For filling, place cacao ibs into TM bowl and prcoess for 45 seconds on speed 10.
Add coconut oil and dates and blend for 10 seconds on speed 6.
Add avocado, agave nectar and cacao powder. Blend for 30 seconds on speed 6 using the spatula to assist if required. Scrape around sides of bowl and add reserved liquid if required (I used approx 60g) and blend for 45 seconds on speed 6.
Pour this mixture into the base and refrigerate for a minimum of 3 hours.

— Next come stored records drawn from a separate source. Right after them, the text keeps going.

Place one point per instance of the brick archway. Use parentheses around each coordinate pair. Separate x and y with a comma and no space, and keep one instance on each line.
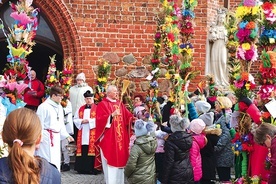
(55,11)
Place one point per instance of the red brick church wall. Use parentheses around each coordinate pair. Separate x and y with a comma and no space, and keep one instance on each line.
(89,29)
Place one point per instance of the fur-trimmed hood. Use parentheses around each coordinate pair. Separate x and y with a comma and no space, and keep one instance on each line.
(214,131)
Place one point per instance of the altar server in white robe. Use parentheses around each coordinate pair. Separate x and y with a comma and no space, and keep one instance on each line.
(51,115)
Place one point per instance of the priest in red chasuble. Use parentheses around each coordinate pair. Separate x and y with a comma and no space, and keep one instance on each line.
(84,120)
(113,122)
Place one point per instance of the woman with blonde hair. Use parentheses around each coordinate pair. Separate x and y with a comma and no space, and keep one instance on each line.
(22,133)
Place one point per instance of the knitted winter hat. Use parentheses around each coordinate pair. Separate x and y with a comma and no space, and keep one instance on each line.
(224,102)
(197,126)
(143,128)
(81,76)
(202,106)
(178,124)
(208,118)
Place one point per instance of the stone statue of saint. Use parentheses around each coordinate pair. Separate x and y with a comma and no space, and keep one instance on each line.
(216,51)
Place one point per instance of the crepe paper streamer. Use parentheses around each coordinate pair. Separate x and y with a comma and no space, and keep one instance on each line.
(238,166)
(244,164)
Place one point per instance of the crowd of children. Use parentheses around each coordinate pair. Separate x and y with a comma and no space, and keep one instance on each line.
(193,149)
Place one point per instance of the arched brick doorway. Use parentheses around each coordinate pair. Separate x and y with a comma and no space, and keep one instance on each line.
(66,44)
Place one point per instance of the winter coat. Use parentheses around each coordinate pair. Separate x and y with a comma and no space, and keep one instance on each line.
(48,174)
(208,154)
(272,176)
(140,167)
(199,141)
(178,168)
(223,149)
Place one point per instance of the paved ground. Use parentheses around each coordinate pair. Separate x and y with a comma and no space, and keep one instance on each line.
(73,177)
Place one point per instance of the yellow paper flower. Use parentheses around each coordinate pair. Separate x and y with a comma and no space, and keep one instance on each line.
(246,46)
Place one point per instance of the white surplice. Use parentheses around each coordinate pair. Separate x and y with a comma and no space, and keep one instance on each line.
(52,119)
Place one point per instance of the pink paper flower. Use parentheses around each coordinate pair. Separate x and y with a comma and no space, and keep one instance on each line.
(250,3)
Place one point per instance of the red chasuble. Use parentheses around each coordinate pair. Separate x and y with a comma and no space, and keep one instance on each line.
(91,147)
(113,141)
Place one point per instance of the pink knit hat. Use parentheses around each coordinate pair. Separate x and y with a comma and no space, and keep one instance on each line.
(197,126)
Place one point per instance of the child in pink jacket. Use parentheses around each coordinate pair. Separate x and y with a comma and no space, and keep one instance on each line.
(199,141)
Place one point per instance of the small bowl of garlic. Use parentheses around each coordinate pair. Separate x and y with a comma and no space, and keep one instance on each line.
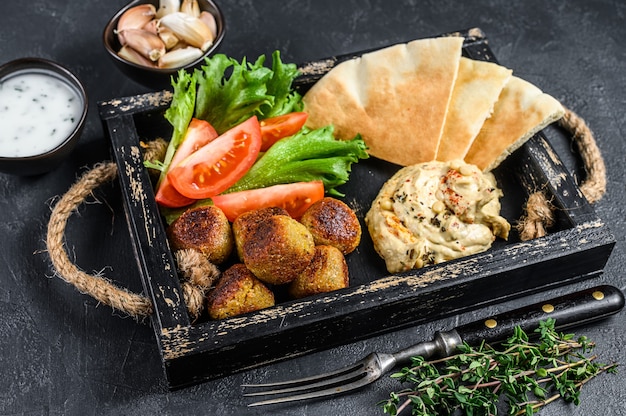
(151,40)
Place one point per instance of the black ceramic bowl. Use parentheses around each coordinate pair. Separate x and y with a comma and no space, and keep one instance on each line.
(15,158)
(158,78)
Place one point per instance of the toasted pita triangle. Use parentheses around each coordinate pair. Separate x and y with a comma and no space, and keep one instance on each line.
(521,111)
(396,98)
(477,88)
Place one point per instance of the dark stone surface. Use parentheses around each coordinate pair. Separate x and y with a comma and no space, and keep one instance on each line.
(61,353)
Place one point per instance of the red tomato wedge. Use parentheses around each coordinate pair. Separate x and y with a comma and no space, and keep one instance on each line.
(216,166)
(275,128)
(294,197)
(199,133)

Serve, topped with chopped pistachios
My tips/alterations: *If your coconut oil becomes solid, I find the easiest way to get it out is to sit the bottle/jar in a container of hot water a few minutes before you need it. *The reserved date liquid is completely optional. I just found the mixture a little thick without it and by adding it in I got a smoother consistency. *For an even richer “cake” you can add more raw cacao powder. You need to make sure it is raw cacao as some cocoa (spelt differently by the way) powders are heated above 37C during processing. This is one of the reasons I choose to use raw cacao nibs. If you can’t find the nibs use 70-80g cacao powder. *To chop the pistachios, I just used closed lid and turbo a couple of times until I got the desired texture. * If you leave the pistachios off, this is nut free. *You will find most of these ingredients in the health food store. Some Asian food stores also sell coconut oil.
ease: 9.5/10. The hardest part was getting ingredients that I had never used. But now my pantry is we stocked.
prep time: 25mins (20 mins to soak dates, 5 minutes for me to actually do anything).
cooking time: 0mins (no cooking required) + 3 hours chilling.
total: 25 minutes + 3 hours chilling.
taste: 9/10. I loved this. It was dense, rich and tasted great. I also found that I was amazingly satisfied with just one piece. It actually took me 5 days to eat the whole thing, and that was sharing it too. 7.5/10 from G. He wasn’t as impressed because he has a prepensity towards lemon cheesecake. And although this looked like cheesecake it didn’t taste like his favourite lemon version. In saying that, he still thought this was pretty good for “what it was”.
would I make it again: Absolutely In fact, I happen to have a few extra avocados again this week, so I might need to make another one.